Gerusalemme è la città delle contraddizioni, ancora oggi. La bellezza e il disordine. La santità e il tradimento. Il simbolo della Pace e l’oltraggio della violenza. La città celeste, ancora sporca di terra. sono le contraddizionindella storia umana, tra speranza, desideri, fallimenti e incognite. È la mia storia di peccato e continuo pentimento. Alla ricerca di una felicità che sembra sempre troppo distante. Nella cura di desideri che si confondono con la rassegnazione. Nella speranza di un Amore, che sembra ferire invece di guarire. La contraddizione di un popolo, la Chiesa, che pubblicamente accoglie festosamente Gesù con gli “Osanna”, ma nella notte uccide la sua Parola con un “Crocifiggilo!”. E Gesù decide di entrare in questa storia, di attraversare la storia e di sporcarsi le mani con la mia vita.
Lo fa rivelandoci il volto del Padre. Che essendo Dio, si svuota di ogni potere per farsi totalmente dono. Perché è la sua natura stessa di Amore, Amante e Amato.

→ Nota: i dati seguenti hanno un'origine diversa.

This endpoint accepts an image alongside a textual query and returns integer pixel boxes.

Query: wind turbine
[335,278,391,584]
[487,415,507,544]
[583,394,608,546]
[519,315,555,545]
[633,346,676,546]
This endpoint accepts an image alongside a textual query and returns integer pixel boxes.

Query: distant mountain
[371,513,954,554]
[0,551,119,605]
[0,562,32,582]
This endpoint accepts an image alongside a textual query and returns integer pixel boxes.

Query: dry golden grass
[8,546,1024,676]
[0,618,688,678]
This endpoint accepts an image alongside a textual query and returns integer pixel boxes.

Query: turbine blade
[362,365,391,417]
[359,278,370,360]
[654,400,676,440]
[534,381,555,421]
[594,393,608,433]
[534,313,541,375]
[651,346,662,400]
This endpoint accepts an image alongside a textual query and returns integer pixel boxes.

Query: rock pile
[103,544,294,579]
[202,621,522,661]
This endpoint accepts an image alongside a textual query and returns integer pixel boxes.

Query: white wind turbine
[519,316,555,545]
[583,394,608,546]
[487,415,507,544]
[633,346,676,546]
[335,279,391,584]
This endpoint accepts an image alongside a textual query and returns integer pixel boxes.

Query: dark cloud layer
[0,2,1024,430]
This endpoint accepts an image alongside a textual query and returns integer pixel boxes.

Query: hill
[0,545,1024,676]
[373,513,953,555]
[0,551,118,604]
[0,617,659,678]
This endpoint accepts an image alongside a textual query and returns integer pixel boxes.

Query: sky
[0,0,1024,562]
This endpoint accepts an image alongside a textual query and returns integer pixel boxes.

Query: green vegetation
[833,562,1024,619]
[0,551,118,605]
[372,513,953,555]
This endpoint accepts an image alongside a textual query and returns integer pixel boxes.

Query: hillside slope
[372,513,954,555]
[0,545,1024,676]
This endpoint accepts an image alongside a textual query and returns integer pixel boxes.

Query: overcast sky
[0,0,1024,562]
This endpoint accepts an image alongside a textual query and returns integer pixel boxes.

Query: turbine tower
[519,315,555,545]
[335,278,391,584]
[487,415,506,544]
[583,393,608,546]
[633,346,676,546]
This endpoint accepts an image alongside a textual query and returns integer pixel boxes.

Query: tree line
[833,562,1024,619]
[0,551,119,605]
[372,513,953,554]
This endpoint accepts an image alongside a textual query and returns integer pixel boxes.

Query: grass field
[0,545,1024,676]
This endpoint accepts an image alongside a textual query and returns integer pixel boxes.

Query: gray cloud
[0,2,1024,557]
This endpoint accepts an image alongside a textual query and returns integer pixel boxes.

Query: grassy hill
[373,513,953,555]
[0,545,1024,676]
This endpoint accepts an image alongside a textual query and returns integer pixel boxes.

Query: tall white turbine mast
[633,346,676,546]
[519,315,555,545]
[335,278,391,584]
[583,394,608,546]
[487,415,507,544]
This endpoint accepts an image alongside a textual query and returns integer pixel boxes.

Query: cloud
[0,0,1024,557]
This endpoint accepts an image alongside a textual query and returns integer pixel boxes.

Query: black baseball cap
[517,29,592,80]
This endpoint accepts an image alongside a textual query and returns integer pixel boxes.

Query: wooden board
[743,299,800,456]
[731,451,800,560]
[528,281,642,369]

Passa, nel cenacolo, lasciandoci il comandamento del servizio, poiché una vita non donata nell’amore non sarà mai felice. Né desiderabile.
Passa, nel Getzemani, rivelandoci il primato della preghiera, cioè della relazione filiale e tenera col Padre, come luogo di autentica liberazione nell’obbedienza alla Parola.
Passa, attraverso il tradimento subìto, indicandoci la necessità del perdono. Della riconciliazione con se stessi, con gli altri e con Dio. Della limpidezza di ogni relazione.
Passa, carico della Croce, chiedendoci la fatica della coerenza e la responsabilità della testimonianza, anche quando costa molto. O tutto.
Passa nella tenebra della notte, per seminare la Speranza che conduce oltre il sepolcro.
Il Signore Dio mi assiste, per questo non resto svergognato, per questo rendo la mia faccia dura come pietra, sapendo di non restare confuso (cfr. Is 50,4-7).